As I am living now in the United States, and as the bulk of my very limited readership is likewise, I propose to consider some of our peculiar, pervasive sins. For the sake of levity in the midst of much gravity, we’ll call them our “American Idols.” I will mention four, though I suspect this is not an exhaustive list.

 

Egalitarianism:

One would not normally think of equality as a sin or idol, but so it has become in most of the Western world, springing from our uncritical acceptance of democracy. At its root, this is the belief that every opinion has equal value and should therefore be given equal weight. It is at its worst when we applaud and accept every reading of a passage of Scripture in our small groups and education classes, no matter how ill-informed, anachronistic, or inane. Not only is this an unfortunate capitulation to the excesses of postmodernism, but it carries with it an implicit denial of the hierarchy God himself established.

 

God has made it clear that he has given some to be leaders in the local assembly of universal church (cf. Ephesians 4:11), and that they are responsible for the doctrinal purity of the congregation (as even a cursory reading of the Pastoral Epistles would show). I have already written on the damaging effects of this “flip principle” on the church, especially the office of preaching, so I won’t belabor the point.

 

It is worth noting that some of the democratic egalitarianism of the church comes from a faulty application of the priesthood of all believers. While no one would wish to deny the importance of the whole body of Christ in ministering the gospel to each other and the world (cf. Ephesians 4:12-16; 1 Peter 2:9), it is an unwarranted leap then to the abolition of the leader-congregant distinction. What the Bible maintains, as in Ephesians 4, I would not wish to deny.

 

Individualism:

America has long prided herself for her doctrine of “rugged individualism.” We have developed asinine proverbs like “God helps those who help themselves” to justify our self-reliance (to use Emerson’s description of this vice he regarded as virtue). We worship the self-made person and seek to emulate those who have “pulled themselves up by their bootstraps.” The fact that this is a physical impossibility should have been our first clue that something is amiss.

 

The church has not been immune to this cancer. We have imported this mentality and so diminished the importance of regular fellowship—as well as radically distorting the nature of that fellowship. Consider the habits of the early church:

They devoted themselves to the apostles’ teaching and to fellowship, to the breaking of bread and to prayer. Everyone was filled with awe at the many wonders and signs performed by the apostles. All the believers were together and had everything in common. They sold property and possessions to give to anyone who had need. Every day they continued to meet together in the temple courts. They broke bread in their homes and ate together with glad and sincere hearts, praising God and enjoying the favor of all the people. And the Lord added to their number daily those who were being saved. (Acts 2:42-47)
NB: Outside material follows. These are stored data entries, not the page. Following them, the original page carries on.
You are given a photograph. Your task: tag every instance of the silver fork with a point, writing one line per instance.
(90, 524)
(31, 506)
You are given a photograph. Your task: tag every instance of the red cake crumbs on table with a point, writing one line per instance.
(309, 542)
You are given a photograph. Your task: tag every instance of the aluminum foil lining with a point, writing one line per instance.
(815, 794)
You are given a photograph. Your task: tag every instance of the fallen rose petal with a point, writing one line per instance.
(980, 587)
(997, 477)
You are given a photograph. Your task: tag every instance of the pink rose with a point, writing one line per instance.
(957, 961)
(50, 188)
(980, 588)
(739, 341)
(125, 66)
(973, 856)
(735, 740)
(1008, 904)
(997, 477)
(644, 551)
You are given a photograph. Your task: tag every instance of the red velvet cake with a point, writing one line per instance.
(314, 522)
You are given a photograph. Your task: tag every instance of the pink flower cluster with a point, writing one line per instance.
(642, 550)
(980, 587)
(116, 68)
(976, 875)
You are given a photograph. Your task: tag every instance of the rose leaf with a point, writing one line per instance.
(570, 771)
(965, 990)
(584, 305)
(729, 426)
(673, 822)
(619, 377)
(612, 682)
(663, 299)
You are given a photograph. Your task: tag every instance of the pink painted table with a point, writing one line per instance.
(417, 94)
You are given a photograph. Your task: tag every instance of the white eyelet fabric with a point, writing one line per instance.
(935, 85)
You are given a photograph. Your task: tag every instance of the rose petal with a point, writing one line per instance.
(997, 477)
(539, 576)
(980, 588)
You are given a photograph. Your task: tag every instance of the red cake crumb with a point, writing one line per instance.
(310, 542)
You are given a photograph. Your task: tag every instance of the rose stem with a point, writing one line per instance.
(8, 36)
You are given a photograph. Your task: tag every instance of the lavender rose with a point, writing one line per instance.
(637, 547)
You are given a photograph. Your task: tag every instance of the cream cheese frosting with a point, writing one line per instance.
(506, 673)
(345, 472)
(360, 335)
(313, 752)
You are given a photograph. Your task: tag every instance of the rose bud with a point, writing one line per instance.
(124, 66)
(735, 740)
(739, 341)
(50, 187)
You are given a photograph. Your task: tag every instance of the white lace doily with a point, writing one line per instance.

At one time, the church gathered daily, sharing regular meals together and holding everything in common (including their schedules, it would seem). In marked contrast, many Christians today have a hard time attending church regularly, comfortably skipping if another event conflicts with their regular time of worship. Beyond that, many more find it difficult to fellowship regularly outside of scheduled church activities. Given our current culture of loneliness and isolation in the suburbs especially, it seems people simply cannot make time for Christian community, friendships, and engagement.

 

Unfortunately, this affects more than church attendance statistics. The trouble with this unholy brand of Christian individualism is that sanctification is a community project. Quite simply, we do not normally grow in isolation from other Christians; we need the ministry of the assembly (cf. Ephesians 4:11-16; 1 Corinthians 12:1-31; Hebrews 10:24-25; Galatians 6:1-2 and a host of other similar passages). Without the ministry of fellow pilgrims, we will delude ourselves into thinking we have achieved greater holiness than is true; we need loving reminders—living mirrors—of how far short we fall of the standard of God’s Word (James 1:22-24).

 

Remember, God is calling a people for his name, and a people is more than a collection of individuals (1 Peter 2:9). And that people will grow to become the mature body of Christ as a people, not as individuals (Ephesians 4:15-16). John Stott sums it up nicely, with all the necessary holy boldness: “We are not only Christian people; we are also church people.  We are not only committed to Christ, we are also committed to the body of Christ.  At least I hope so.  I trust that none of my readers is that grotesque anomaly, an un-churched Christian.  The New Testament knows nothing of such a person.”[1]

 

Consumerism:

Americans are driven by a consumer mindset. Inundated by an unceasing deluge of advertising—on the road, on the web, on TV, in the paper—really, anywhere they can put it—we have believed the lie. We do deserve it. We should have the latest and greatest. Our lives would be incomplete without those. And the adversary snickers. For we have exchanged shadows for substance, trinkets for the Trinity, things for the King of kings. We have “amused ourselves to death,” to use Neil Postman’s phrase—and the death has been spiritual, not physical.

 

Worse still, we have allowed consumerism to vitiate our experience of worship. At one time, not that long ago, people came to church expecting to meet the living God, to hear a heart-piercing truth from his Word, and to glorify him corporately in song and service. Now, should we even make it to church (see above: indvidualism)—that is, if it is the best program available in that timeslot—we expect to be pleased, appeased, to have our burdens eased. In short, we expect the church to provide for us what we think they should provide for us (see above: egalitarianism)—after all, every other segment of society functions in this way—and if they do not, we will find someone who will. We will vote with our checkbook, so to speak, by taking our tithes and offerings to the competitor, by which we mean another local congregation, where we will restart the cycle.[2]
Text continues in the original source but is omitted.